Dans les premiers temps après l'incendie du train, une foule est accusée d'en avoir été responsable et la police estime qu'elle était composée de musulmans[9]. Mais un rapport de médecins légistes juge qu'il ne semble pas que l'incendie se soit déclaré à l'extérieur mais plutôt à l'intérieur du wagon concerné[8].
Il est généralement admis que l'incendie a déclenché les violences qui ont suivi. L'origine criminelle ou accidentelle du feu est un point crucial. En effet, pour les sympathisants hindous, ce sont les extrémistes musulmans qui ont déclenché l'incendie[10]. Une commission d'enquête menée par le juge Justice Banerjee soutient dans un rapport intermédiaire la version d'un accident.
Une violence d'une grande brutalité visant la communauté musulmane s'est propagée dans l'État du Gujarat pendant les trois mois qui suivirent l'incendie[1]. Les groupes nationalistes hindous sont accusés d'avoir eu un rôle de planification de ces violences.
Dans les jours et les semaines qui ont suivi, entre 800 et 2 000 personnes ont été tuées au Gujarat, ce qui représente l'une des violences intercommunautaires les plus meurtrières de l'Inde depuis son indépendance et la partition. La majorité des personnes qui ont été tuées, ou violées, sont musulmanes[1].
Le gouvernement, l'administration et la police d'État ont été également mis en cause pour n'avoir pas pris les mesures suffisantes pour protéger des civils et pour avoir activement participé aux violences dans certains cas[1]. À la suite des massacres, 140 000 à 200 000 personnes auraient quitté leurs maisons[11].
Après les violences, la police, accusée de liens avec les émeutiers, est soupçonnée d'avoir empêché le bon déroulement des enquêtes.
La responsabilité du gouvernement central de l'État du Gujarat dirigé par Narendra Modi - membre du BJP - est directement mise en cause par la Commission nationale des droits de l'homme.

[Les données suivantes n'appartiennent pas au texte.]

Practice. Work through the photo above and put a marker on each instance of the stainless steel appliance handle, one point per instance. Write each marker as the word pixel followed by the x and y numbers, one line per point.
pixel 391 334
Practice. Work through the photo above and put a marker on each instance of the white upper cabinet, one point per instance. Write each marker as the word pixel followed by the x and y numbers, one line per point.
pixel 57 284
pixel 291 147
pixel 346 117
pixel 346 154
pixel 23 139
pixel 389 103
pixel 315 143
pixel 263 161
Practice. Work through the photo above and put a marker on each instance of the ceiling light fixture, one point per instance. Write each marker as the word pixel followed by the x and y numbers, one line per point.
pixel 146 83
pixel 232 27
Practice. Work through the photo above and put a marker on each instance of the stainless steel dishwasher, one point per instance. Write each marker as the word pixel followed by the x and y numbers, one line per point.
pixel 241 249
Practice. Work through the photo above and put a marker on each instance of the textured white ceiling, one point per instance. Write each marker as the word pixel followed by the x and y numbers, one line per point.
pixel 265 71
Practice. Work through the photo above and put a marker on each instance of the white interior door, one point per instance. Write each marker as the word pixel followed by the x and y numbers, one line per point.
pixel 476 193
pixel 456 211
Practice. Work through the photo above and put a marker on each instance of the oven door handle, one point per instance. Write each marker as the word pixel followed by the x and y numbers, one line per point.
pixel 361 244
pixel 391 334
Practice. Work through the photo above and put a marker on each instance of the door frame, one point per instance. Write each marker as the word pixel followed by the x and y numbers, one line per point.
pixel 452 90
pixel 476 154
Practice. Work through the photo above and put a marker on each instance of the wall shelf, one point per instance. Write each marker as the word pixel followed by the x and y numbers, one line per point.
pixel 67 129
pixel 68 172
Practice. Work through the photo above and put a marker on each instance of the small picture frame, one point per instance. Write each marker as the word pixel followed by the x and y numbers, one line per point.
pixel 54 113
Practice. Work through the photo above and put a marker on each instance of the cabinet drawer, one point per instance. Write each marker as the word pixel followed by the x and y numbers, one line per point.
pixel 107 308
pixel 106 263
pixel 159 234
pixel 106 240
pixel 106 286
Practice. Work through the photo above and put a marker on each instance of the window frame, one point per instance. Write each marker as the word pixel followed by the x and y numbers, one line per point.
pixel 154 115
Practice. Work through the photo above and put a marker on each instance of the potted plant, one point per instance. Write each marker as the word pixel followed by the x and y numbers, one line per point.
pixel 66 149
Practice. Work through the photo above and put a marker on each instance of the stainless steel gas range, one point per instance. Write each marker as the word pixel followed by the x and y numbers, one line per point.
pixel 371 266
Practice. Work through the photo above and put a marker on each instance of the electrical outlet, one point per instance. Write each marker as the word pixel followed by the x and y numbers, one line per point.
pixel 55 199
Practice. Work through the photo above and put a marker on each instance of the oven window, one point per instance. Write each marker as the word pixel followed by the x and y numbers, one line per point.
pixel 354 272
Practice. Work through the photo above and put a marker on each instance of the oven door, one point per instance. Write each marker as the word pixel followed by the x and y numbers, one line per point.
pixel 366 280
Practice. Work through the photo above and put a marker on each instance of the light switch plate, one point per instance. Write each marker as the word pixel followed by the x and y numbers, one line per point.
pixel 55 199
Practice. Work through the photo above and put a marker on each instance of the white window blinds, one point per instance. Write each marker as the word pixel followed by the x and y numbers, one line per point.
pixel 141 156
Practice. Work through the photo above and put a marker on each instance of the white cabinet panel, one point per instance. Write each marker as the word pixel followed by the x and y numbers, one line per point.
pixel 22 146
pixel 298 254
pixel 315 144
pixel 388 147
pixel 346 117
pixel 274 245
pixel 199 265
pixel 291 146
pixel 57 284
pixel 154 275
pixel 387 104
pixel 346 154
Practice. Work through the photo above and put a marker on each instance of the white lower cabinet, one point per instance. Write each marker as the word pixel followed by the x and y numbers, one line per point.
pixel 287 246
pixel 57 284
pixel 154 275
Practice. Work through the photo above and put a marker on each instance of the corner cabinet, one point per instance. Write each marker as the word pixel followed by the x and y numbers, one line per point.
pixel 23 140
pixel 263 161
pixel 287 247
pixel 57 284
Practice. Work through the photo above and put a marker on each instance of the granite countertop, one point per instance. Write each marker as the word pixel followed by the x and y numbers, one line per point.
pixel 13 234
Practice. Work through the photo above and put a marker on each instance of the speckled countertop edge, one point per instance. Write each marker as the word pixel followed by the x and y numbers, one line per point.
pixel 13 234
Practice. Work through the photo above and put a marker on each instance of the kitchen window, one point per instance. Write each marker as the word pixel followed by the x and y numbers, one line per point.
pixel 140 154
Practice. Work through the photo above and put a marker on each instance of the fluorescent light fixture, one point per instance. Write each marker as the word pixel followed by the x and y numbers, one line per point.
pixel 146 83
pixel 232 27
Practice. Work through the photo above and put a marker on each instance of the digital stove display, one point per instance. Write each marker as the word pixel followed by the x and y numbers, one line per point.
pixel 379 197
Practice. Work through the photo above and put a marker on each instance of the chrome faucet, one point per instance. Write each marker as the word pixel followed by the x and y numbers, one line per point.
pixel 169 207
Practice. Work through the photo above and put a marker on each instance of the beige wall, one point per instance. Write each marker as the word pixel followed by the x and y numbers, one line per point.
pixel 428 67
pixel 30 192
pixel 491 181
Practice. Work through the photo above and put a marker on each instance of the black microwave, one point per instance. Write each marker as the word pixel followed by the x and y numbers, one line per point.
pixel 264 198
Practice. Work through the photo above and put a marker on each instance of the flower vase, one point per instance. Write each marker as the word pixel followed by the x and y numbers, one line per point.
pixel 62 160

Un documentaire de la BBC de 2023, censuré en Inde, affirme que Narendra Modi a eu un rôle déterminant en demandant à la police de ne pas intervenir et en laissant se produire les massacres, le viol massif des femmes et la destruction de dizaines de milliers de maisons et de petits commerces. Une enquête, jusqu'alors classifiée, du ministère britannique des affaires étrangères citée dans le documentaire estime également que les émeutes n’auraient pas pu avoir lieu « sans le climat d’impunité créé par le gouvernement de l’Etat ». Les violences avaient pour but de « purger les musulmans des zones hindoues » et présentaient les « caractéristiques d’un nettoyage ethnique »[12],[13].